Women looking to connect with strangers also tend to be younger than their male counterparts, with mean ages in their mid- to late 20s, while men posting missed connections tend to be between ages 33 and 37. This, as it happens, is fortunate for the men. Jonathan Soma, head of Columbia’s data journalism program, mapped out the number of singles in US cities and found until about 35, single men overwhelmingly outnumber single women. By the mid-30s, however, the balance begins to tip in men’s favor, and single women begin to outnumber single men. (There is, unfortunately, no data on the proportion of singles by sexual orientation, so the following qualifier applies uniquely to straight men and women.) In other words, by the time those 30-something men decide to post a missed connection about a striking woman on their commute, they are more likely to find her single than they would have when they were younger; meanwhile, because 20-something single men outnumber 20-something single women, those women, too, are more likely to find their missed connections available.
Thus end the numbers. Now that the means and medians have been plotted and graphed, where does a detailed analysis leave us? More confident in our cartographical knowledge of the vast romantic landscape? I’m not sure.
We can all remember those moments of potential connection with that seemingly perfect stranger, the glances we regret not turning into conversations, and the sinking sense of disappointment that followed. But sifting through all this Craigslist data only serves to highlight how improbable it is that a Missed Connection will become an actual connection in real life. Even in Dallas — the place with the most missed connections per capita, with 12 for every 10,000 residents — the odds are still heart-wrenchingly low. By all objective standards, you’d expect the missed connections section of Craigslist to fade into obscurity.

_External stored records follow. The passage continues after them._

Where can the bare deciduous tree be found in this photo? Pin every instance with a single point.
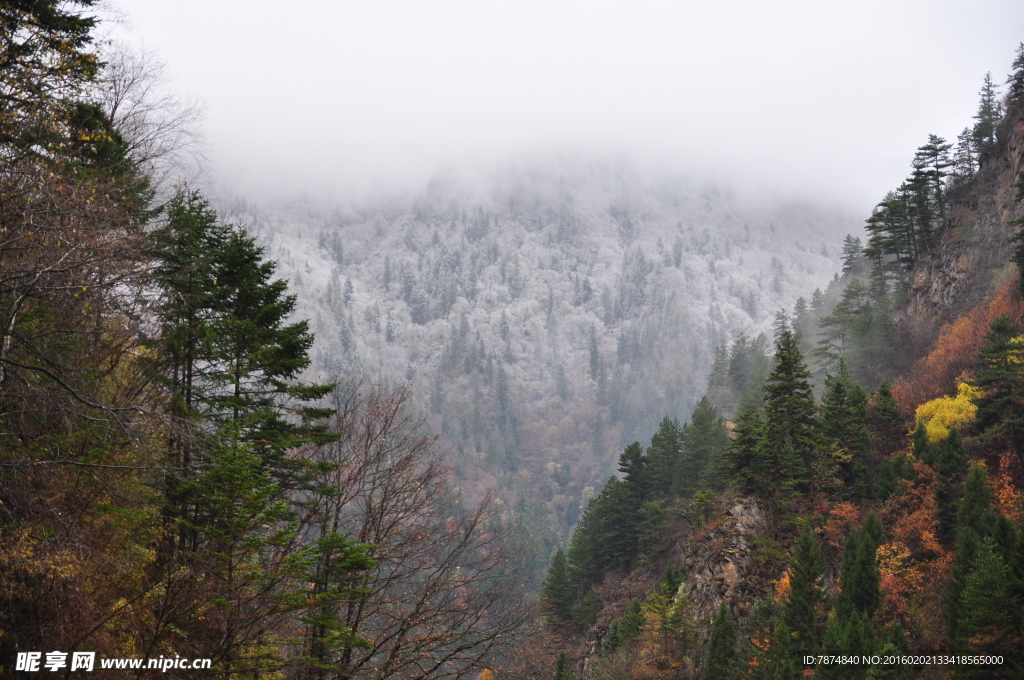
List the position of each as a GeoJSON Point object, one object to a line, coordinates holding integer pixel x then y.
{"type": "Point", "coordinates": [441, 601]}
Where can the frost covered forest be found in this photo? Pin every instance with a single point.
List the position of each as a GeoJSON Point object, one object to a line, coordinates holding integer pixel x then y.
{"type": "Point", "coordinates": [547, 315]}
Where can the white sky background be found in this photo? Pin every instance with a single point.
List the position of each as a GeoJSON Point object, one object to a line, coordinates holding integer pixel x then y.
{"type": "Point", "coordinates": [807, 98]}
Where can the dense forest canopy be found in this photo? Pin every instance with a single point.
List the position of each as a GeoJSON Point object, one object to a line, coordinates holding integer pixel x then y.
{"type": "Point", "coordinates": [170, 485]}
{"type": "Point", "coordinates": [838, 513]}
{"type": "Point", "coordinates": [186, 472]}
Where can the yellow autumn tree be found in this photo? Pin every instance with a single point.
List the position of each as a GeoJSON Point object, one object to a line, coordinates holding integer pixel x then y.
{"type": "Point", "coordinates": [941, 414]}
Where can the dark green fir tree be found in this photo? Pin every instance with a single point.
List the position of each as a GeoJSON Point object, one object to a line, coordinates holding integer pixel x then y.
{"type": "Point", "coordinates": [722, 661]}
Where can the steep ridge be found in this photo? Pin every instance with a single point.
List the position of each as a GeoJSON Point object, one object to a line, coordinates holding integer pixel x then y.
{"type": "Point", "coordinates": [973, 256]}
{"type": "Point", "coordinates": [736, 554]}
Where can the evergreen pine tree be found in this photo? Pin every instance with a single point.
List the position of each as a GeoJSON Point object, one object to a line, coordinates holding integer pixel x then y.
{"type": "Point", "coordinates": [849, 635]}
{"type": "Point", "coordinates": [790, 416]}
{"type": "Point", "coordinates": [987, 610]}
{"type": "Point", "coordinates": [999, 374]}
{"type": "Point", "coordinates": [722, 660]}
{"type": "Point", "coordinates": [885, 422]}
{"type": "Point", "coordinates": [844, 407]}
{"type": "Point", "coordinates": [853, 255]}
{"type": "Point", "coordinates": [989, 113]}
{"type": "Point", "coordinates": [664, 455]}
{"type": "Point", "coordinates": [1016, 80]}
{"type": "Point", "coordinates": [950, 469]}
{"type": "Point", "coordinates": [922, 447]}
{"type": "Point", "coordinates": [801, 613]}
{"type": "Point", "coordinates": [975, 511]}
{"type": "Point", "coordinates": [742, 462]}
{"type": "Point", "coordinates": [859, 581]}
{"type": "Point", "coordinates": [562, 669]}
{"type": "Point", "coordinates": [557, 592]}
{"type": "Point", "coordinates": [968, 544]}
{"type": "Point", "coordinates": [707, 439]}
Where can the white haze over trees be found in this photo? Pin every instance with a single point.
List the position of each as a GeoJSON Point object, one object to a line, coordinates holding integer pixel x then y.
{"type": "Point", "coordinates": [815, 100]}
{"type": "Point", "coordinates": [547, 216]}
{"type": "Point", "coordinates": [546, 314]}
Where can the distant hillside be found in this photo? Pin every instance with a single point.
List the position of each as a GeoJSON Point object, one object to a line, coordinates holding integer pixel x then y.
{"type": "Point", "coordinates": [549, 314]}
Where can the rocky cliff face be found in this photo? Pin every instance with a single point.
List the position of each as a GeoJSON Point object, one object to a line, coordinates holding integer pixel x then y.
{"type": "Point", "coordinates": [974, 253]}
{"type": "Point", "coordinates": [731, 558]}
{"type": "Point", "coordinates": [727, 561]}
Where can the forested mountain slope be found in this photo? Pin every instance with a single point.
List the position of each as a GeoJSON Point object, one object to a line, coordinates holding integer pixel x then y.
{"type": "Point", "coordinates": [882, 527]}
{"type": "Point", "coordinates": [548, 314]}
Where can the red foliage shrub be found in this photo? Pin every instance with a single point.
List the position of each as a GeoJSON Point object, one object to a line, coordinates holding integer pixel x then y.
{"type": "Point", "coordinates": [954, 351]}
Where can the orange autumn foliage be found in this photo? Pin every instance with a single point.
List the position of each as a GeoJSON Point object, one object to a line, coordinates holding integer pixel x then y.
{"type": "Point", "coordinates": [954, 351]}
{"type": "Point", "coordinates": [841, 518]}
{"type": "Point", "coordinates": [1008, 498]}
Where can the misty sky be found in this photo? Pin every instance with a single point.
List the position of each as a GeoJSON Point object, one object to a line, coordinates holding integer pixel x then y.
{"type": "Point", "coordinates": [809, 98]}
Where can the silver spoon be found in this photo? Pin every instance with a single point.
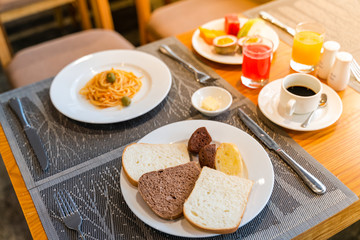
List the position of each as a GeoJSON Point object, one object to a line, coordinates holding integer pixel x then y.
{"type": "Point", "coordinates": [322, 103]}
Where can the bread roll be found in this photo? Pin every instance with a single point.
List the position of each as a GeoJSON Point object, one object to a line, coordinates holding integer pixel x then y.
{"type": "Point", "coordinates": [218, 201]}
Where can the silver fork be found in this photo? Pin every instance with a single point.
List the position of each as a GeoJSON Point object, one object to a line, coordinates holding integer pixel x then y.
{"type": "Point", "coordinates": [355, 69]}
{"type": "Point", "coordinates": [69, 212]}
{"type": "Point", "coordinates": [199, 76]}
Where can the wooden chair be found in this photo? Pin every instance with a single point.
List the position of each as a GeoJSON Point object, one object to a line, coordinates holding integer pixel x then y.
{"type": "Point", "coordinates": [185, 15]}
{"type": "Point", "coordinates": [46, 59]}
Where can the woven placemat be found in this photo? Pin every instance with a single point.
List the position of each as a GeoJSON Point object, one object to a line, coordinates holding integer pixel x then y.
{"type": "Point", "coordinates": [85, 160]}
{"type": "Point", "coordinates": [340, 18]}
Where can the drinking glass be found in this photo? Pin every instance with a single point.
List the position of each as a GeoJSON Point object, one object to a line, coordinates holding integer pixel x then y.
{"type": "Point", "coordinates": [306, 50]}
{"type": "Point", "coordinates": [257, 54]}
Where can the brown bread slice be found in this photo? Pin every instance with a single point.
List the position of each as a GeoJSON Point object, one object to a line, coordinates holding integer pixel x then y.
{"type": "Point", "coordinates": [199, 139]}
{"type": "Point", "coordinates": [165, 191]}
{"type": "Point", "coordinates": [207, 156]}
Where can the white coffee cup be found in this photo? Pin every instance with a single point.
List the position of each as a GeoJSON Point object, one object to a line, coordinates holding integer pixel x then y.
{"type": "Point", "coordinates": [300, 93]}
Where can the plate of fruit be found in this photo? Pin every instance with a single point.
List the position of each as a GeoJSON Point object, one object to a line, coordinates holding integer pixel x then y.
{"type": "Point", "coordinates": [221, 40]}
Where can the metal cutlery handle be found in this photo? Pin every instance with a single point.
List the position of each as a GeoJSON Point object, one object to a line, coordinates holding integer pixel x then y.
{"type": "Point", "coordinates": [170, 53]}
{"type": "Point", "coordinates": [312, 182]}
{"type": "Point", "coordinates": [16, 106]}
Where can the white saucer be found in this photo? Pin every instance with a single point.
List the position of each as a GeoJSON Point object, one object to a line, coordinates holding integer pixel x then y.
{"type": "Point", "coordinates": [268, 101]}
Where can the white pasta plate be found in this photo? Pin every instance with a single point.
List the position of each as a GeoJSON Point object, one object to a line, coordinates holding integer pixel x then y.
{"type": "Point", "coordinates": [257, 161]}
{"type": "Point", "coordinates": [207, 51]}
{"type": "Point", "coordinates": [155, 77]}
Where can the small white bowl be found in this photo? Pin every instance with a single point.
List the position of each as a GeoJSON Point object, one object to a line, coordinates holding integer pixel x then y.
{"type": "Point", "coordinates": [220, 94]}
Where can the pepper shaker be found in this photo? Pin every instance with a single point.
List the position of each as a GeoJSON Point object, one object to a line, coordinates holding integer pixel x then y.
{"type": "Point", "coordinates": [327, 58]}
{"type": "Point", "coordinates": [340, 72]}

Except it hasn’t. Despite the long odds — something Craigslist users readily admit to — there are still dozens of posts every day and thousands every month. Users still seem to latch onto the idea that their post might be that unlikely one in ten thousand. That a small corner of the internet with relatively few success stories to speak of continues to attract such a steady stream of hopeful romantics speaks to a comforting streak of optimism in our nature. They all turn up with a seemingly similar hope — that perhaps this last post will be enough.